Quinceola Reid Attains Remarkable Feat As The First Black Female Drover With The Fort Worth Herd

Breaking Barriers in Cowtown’s Rich History

In a momentous achievement, Quinceola Reid, a TCU student and military veteran, has etched her name in the annals of Fort Worth’s storied legacy.

Reid has become the first Black female drover with the iconic Fort Worth Herd, breaking new ground in the city’s longstanding cowboy tradition.

“It feels really big,” Reid expressed, reflecting on the significance of her trailblazing role. “I didn’t know when I first got the job. I was just excited to be paid to ride horses versus paying an arm and a leg.”

Preserving a Defining Texan Experience

The Fort Worth Herd is an institution dedicated to preserving the rich history of the Chisholm Trail, a pivotal route for cattle drives in the 1800s.

As a drover, Reid joins the ranks of men and women on horseback, driving longhorn cattle through the historic Stockyards – a quintessential Texan experience.

“It was 2021 at the time, I guess I just never realized, and I was like okay, I guess that’s right and I’m just going to keep showing up as myself and do the things,” Reid recalled, upon learning of her groundbreaking achievement.

Reflecting Diversity in the Western Landscape

Reid’s appointment as the first Black female drover holds profound significance, reflecting a shift in the portrayal of Western culture. Kristin Jaworski, executive director of the Fort Worth Herd & Trail Boss, emphasized the importance of this diversity.

“Being a Black cowgirl was so important to this program,” Jaworski stated. “You know having that diversity and reflecting that it wasn’t like the movies that you would see right, and I think just changing that mindset is so important.”

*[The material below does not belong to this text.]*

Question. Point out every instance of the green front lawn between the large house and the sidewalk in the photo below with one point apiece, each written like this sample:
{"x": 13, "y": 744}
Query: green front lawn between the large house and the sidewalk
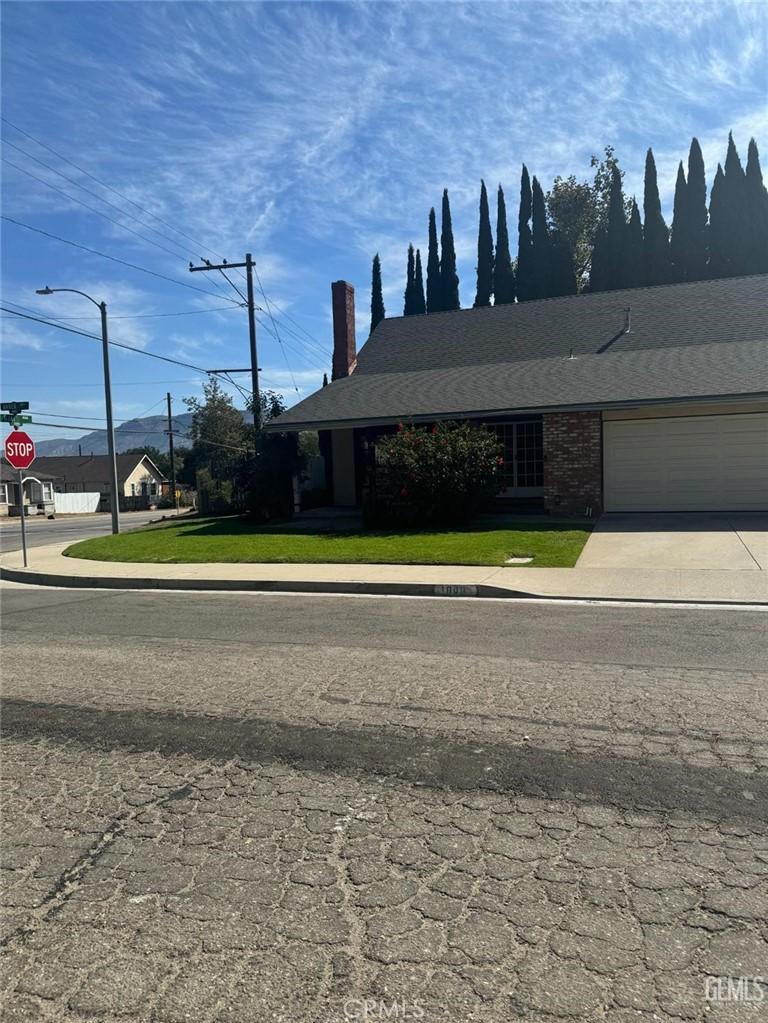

A Rich Legacy of Inclusivity

While Reid’s achievement is groundbreaking, she acknowledges the deep-rooted history of cowboys of color in Texas. “There’s a rich history, especially in Fort Worth,” she explained. “If you’re just talking about Fort Worth, people of color were here doing the work and are part of the reason why this city is the thriving city that it is today.”

“If you just look at the history post-civil war, all the logic is there on why African Americans in general, the freedmen, had these skills, and they used those skills to then support their families on the trail,” Reid added, highlighting the integral role played by Black cowboys in shaping the region’s identity.

Blazing New Trails for Representation

As the Fort Worth Herd celebrates its 25th anniversary, Reid’s appointment marks a significant milestone in the organization’s commitment to diversity and inclusivity.

Her trailblazing feat not only honors the past but also paves the way for future generations of underrepresented communities to embrace their place in the Western tradition.

“I know that there’s a resurgence of, you know, African American or people of color being equestrians and horsemen,” Reid remarked. “We’ve still got plenty of trails to blaze.”